The Railroad Commission of Texas last week denied Pioneer Natural Resources’ request to reclassify several oil wells as gas wells, citing concerns that the company was looking to take advantage of a tax exemption for gas wells.
State regulations allow oil and gas operators to classify wells as oil-producing or gas-producing, based on their production ratios. But gas wells grant operators a decades-old tax credit, known as the high-cost gas credit, which was put in place to encourage natural gas production.
But the request also opened a discussion on how the Railroad Commission, which regulates the oil and gas industry, classifies wells, specifically if it should add another category.

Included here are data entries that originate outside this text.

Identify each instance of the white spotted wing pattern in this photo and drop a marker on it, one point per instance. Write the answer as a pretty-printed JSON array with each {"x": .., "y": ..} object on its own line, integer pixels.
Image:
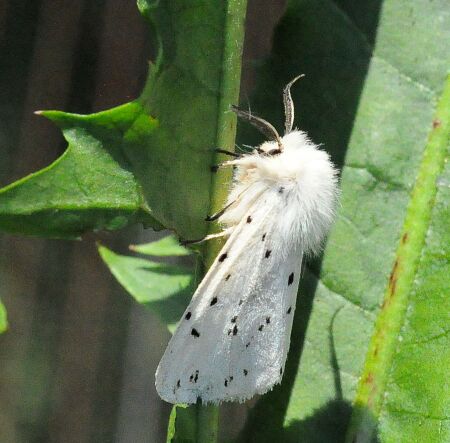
[{"x": 234, "y": 336}]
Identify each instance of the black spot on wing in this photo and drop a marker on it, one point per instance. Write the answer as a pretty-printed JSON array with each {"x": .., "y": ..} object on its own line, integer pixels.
[{"x": 291, "y": 278}]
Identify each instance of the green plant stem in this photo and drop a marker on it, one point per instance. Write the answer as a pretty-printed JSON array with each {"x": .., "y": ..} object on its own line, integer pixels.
[
  {"x": 208, "y": 416},
  {"x": 207, "y": 424},
  {"x": 370, "y": 394}
]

Pioneer made the argument that several of its oil wells in the Eagleford basin should be reclassified as gas wells, a claim that the commission’s staff disputed. The company’s arguments included a claim that the presence of natural gas liquids in the wells makes them gas wells.
During an October meeting, Paul Dubois, a technical examiner for the agency, told the commissioners that Pioneer had given them no proof that it would suffer if the wells retained an oil classification. But, Dubois pointed out, reclassifying them as as gas wells “will get them a significant severance tax reduction.”
Pioneer disputed Dubois analysis, arguing that the wells were clearly producing gas and the potential for tax breaks was not the company’s motive in seeking reclassification. .
The commission ultimately denied Pioneer’s request during it’s Nov. 15 meeting, but Commission Ryan Sitton raised the issue of creating a third classification to cover natural gas condensate, or liquids. Natural gas liquids are considered valuable and useable, but regulators aren’t sure if it should be declared natural gas or oil.
“The essential issue in this case is how we consider condensate,” said Sitton. “There is a a long record of saying it is not oil, but there is no precedent considering it gas.”